Just to take an inventory of the scope here, there are
7 postMessage APIs, 5 defined in HTML and 2 in Service Workers.
I believe that the interop risk here the main consideration, i.e. the risk that not all browser engines will come along for the ride. Dave, you linked to some discussion on
https://github.com/whatwg/html/issues/3799, have you tried to seek feedback directly also? Although this whole change makes sense to me, postMessage is a pretty fundamental API, so extra prodding is warranted IMHO.
I see that the tentative tests are already merged, yay:
(We have issues with
timeouts in Edge.) I see that broken-origin.tentative.html is now actually failing in Chrome Dev, where it was passing before. Can you look into that? In either case, thank you for sharing your comprehensive tests early!
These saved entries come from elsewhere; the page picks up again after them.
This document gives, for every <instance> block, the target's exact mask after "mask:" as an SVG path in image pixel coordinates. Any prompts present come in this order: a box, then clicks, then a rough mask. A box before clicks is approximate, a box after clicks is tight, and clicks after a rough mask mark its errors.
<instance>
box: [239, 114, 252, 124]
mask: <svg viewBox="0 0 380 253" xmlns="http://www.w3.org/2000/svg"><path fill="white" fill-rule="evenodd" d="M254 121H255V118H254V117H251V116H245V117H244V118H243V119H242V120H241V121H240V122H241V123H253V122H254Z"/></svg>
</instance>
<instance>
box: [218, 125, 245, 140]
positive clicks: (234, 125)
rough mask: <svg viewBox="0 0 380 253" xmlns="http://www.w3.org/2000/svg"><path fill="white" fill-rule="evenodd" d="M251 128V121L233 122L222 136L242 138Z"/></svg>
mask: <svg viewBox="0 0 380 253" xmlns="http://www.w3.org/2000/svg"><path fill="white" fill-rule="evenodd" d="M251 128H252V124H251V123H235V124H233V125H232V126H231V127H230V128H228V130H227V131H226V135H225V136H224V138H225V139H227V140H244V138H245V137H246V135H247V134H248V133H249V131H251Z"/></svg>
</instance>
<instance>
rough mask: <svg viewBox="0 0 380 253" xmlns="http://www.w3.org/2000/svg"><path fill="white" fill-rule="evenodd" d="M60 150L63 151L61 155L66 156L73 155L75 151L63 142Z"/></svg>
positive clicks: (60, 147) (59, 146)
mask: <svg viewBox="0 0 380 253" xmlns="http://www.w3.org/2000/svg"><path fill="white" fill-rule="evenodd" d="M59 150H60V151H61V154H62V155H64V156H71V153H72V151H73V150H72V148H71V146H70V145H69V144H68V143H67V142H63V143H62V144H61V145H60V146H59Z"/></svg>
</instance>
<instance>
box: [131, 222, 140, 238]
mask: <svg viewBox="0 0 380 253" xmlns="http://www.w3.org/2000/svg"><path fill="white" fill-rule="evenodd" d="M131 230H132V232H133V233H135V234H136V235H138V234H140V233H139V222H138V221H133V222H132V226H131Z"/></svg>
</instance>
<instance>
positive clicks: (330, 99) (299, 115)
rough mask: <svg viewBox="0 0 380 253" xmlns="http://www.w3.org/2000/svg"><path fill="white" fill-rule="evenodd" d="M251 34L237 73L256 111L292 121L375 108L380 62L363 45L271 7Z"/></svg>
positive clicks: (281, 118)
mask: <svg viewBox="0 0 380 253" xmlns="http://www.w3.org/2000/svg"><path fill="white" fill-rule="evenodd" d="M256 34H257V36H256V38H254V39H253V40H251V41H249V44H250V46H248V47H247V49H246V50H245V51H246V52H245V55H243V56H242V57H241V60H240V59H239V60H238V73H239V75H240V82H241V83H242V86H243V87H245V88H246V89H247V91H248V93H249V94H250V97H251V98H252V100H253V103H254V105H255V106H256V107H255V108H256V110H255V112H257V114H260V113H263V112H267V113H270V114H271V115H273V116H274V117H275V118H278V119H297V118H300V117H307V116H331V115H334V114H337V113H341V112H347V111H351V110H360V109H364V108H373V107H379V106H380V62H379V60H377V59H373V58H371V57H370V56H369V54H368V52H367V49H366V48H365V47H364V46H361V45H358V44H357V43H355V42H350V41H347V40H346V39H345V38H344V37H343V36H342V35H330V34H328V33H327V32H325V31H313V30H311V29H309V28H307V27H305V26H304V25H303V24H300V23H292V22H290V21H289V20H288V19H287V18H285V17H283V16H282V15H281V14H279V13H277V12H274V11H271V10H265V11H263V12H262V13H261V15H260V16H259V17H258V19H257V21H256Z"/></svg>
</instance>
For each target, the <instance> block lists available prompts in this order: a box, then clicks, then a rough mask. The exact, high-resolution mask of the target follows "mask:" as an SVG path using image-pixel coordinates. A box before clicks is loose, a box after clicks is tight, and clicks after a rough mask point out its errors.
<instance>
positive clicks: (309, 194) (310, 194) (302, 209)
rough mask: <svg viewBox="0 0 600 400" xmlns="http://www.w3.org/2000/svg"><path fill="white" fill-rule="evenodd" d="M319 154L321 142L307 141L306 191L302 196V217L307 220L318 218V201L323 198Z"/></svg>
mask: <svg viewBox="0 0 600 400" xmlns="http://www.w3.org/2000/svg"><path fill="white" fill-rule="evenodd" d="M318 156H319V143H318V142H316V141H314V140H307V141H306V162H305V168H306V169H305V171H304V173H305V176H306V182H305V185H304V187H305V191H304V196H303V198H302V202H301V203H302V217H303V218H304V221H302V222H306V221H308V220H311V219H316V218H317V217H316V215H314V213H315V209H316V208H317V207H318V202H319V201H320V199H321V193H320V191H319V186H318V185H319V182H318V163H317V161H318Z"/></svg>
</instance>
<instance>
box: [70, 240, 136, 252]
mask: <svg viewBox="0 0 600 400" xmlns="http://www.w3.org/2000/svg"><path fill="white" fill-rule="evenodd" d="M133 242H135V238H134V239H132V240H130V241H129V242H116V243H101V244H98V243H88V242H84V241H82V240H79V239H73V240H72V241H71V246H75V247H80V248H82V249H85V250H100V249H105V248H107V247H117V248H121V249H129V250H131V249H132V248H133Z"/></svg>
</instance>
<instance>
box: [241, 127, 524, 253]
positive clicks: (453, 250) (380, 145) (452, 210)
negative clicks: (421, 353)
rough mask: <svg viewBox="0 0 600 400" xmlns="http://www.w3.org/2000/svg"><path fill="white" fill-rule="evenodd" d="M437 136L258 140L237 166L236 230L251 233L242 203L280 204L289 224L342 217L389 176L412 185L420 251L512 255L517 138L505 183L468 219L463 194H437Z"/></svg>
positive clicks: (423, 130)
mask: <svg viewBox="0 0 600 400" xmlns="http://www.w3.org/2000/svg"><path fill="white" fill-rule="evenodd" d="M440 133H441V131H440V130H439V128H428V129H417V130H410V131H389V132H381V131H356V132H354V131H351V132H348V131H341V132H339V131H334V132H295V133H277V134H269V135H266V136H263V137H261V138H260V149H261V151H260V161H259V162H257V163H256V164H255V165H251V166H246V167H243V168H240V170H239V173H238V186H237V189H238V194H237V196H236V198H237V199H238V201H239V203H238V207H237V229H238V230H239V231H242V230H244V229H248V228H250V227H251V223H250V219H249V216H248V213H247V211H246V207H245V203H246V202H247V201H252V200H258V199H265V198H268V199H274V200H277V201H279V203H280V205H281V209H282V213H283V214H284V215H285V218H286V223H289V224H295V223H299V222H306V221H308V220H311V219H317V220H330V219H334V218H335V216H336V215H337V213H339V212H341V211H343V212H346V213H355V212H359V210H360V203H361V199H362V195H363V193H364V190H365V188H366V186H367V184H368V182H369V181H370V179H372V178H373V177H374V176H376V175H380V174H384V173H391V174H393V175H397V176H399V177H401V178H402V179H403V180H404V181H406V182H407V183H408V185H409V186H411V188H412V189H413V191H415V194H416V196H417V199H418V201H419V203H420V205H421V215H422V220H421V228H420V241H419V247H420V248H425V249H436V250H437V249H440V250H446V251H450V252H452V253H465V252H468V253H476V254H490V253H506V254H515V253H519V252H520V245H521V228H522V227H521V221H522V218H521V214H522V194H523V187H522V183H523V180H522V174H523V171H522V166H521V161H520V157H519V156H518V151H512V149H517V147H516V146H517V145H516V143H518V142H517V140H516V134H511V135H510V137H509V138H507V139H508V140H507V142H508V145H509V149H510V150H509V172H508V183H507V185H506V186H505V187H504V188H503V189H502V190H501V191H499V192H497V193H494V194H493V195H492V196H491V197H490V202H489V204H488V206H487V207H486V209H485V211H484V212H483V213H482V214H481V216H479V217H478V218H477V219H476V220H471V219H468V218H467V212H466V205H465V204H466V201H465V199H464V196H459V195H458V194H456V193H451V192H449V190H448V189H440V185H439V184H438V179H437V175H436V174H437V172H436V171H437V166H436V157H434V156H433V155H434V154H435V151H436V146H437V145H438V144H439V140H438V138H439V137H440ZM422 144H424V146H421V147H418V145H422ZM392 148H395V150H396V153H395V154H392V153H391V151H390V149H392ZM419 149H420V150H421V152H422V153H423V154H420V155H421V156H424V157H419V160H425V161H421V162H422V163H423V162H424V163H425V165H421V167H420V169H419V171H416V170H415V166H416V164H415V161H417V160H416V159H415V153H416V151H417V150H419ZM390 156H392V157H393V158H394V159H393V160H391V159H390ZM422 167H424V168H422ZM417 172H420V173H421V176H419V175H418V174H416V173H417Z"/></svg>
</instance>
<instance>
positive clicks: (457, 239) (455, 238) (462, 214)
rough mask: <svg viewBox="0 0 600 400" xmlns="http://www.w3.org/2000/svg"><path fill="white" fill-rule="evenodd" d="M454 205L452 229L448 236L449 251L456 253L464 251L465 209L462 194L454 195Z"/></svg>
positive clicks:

Aside about compat and fowards compat:
This is indeed structurally similar to
EventListenerOptions and
EventListenerOptions.passive, where an optional boolean became an optional (boolean or dictionary). There, the compat concern was whether existing content might already pass an object as the argument and depend on it evaluating to true, and there was also a "forwards compat" concern where new content using the feature would start breaking unnecessarily badly in browsers which didn't yet support it.
However, when you look at the details, the cases are quite different. The compat risk isn't high, because the suggested feature detect depends on postMessage(something, {}) throwing an exception before this change, so any such code out there is currently broken. It's possible that the site works anyway and that not throwing an exception will cause something to really break, but it's unlikely, and adding use counters couldn't tell if the change is good or bad, so let's just look out for regressions. Forward compat isn't much of a concern for similar reasons.